How to Get a Medical Card in Oregon
Oregon is a considerable mecca for marijuana. With its numerous dispensaries, local organic grow farms and legal consumption across the board, Oregon’s cannabis offerings are some of the best in the country. Recreational users have access to potent plants but the strongest strains are saved for medical patients. Native and new coming Oregonians with certain ailments may qualify for a medical card in Oregon through the Oregon Medical Marijuana Program (OMMP).
The Oregon Liquor Control Commission (OLCC) recently took over the state’s legal and medical marijuana programs, also changing some of the rules and regulations as to how each works. There is a particular process to receive and OMMP card and not everyone will be successful in doing so.
There are a few qualifying medical conditions that a potential patient would need to have to qualify for an OMMP card. The potential patient would need to get a recommendation from an attending physician for the medical condition.
Oregon law requires a physician to be licensed under ORS chapter 677 with the title Doctor of Medicine (MD) or Doctor of Osteopathy (DO). Naturopaths, nurse practitioners and chiropractors may not offer a medical marijuana recommendations.

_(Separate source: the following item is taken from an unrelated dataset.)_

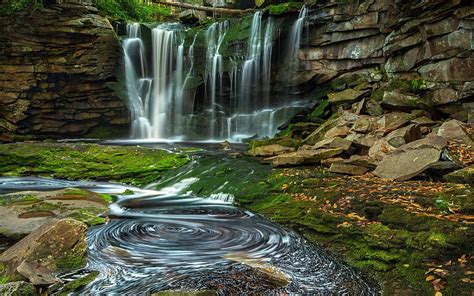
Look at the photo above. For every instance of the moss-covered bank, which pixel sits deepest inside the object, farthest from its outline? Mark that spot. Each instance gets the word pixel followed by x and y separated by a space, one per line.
pixel 132 165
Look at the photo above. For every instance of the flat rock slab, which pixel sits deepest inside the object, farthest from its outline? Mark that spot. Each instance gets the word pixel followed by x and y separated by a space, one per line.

A patient must have one of the following ailments to be considered for a medical card in Oregon:
- Post-traumatic stress disorder (PTSD)
- A degenerative neurological condition like Alzheimer’s Disease or Parkinson’s Disease
- A medical condition or reaction to medication for a condition that causes one or more of the following symptoms: severe pain, severe nausea, cachexia (a weight loss disease that can be the result of cancer or HIV/AIDS), muscle spasms, or seizures.
When seeking a medical marijuana recommendation from an attending physician, the patient must provide their health history. There must be a history of the specific condition, as well as a record of attempted treatment methods. Comorbidities and a detailing of substance misuse or abuse, if any, should be addressed in the medical history as well.
The Application Process
Once an attending physician has given the go-ahead, a patient must then apply for the OMMP program. The basic application fee for a standard medical marijuana card in Oregon is $200. Government assistance program discounts are available to those that qualify. Vets and those with Supplemental Security Income (SSI) only pay $20 and those receiving food stamps through the Supplemental Nutrition Assistance Program (SNAP) pay just $60. If a patient has a particular grower they’d like assigned themselves to, that grower would have to cover the $200 grower application as well as the patient’s application.
When fees are out of the way, the actual application process is easy. Potential patients can fill out their medical card application online after creating an account on the ommpsystem.oregon.gov website. Upon completion of the online application, the patient can print a 30-day receipt. In Oregon, this receipt carries the same legal footing as a registered ID card for 30 days.
An option to mail in a medical marijuana application is also available. They can be sent to OHA/OMMP, P.O. Box 14450, Portland, OR 97293, but make sure all of the below items are included for both the online and mail-in options.
Required Application Materials
No matter the application method, all applications have to include the following:
- OMMP application form
- Attending Physician’s Statement signed by said physician within 90 days of the application date (If an attending physician’s statement isn’t included, the applying patient isn’t legally protected by the OMMA.)
- Fee payment (Don’t send cash. Make check and money orders out to OHA/OMMP.)
- Copies of current and valid photo ID for all parties involved, I.E. the patient, any designated growers and caregivers. All parties must be Oregon residents. Applying for a minor requires submitting a form called the Declaration of Person Responsible for a Minor to Participate in the Oregon Medical Marijuana Program.
Wait It Out
Oregon’s medical marijuana program is usually backed up to some degree. Sometimes, it could take months for a patient will get their registered ID card. It doesn’t hurt to contact the Oregon Health Authority (OHA) to check the status of application.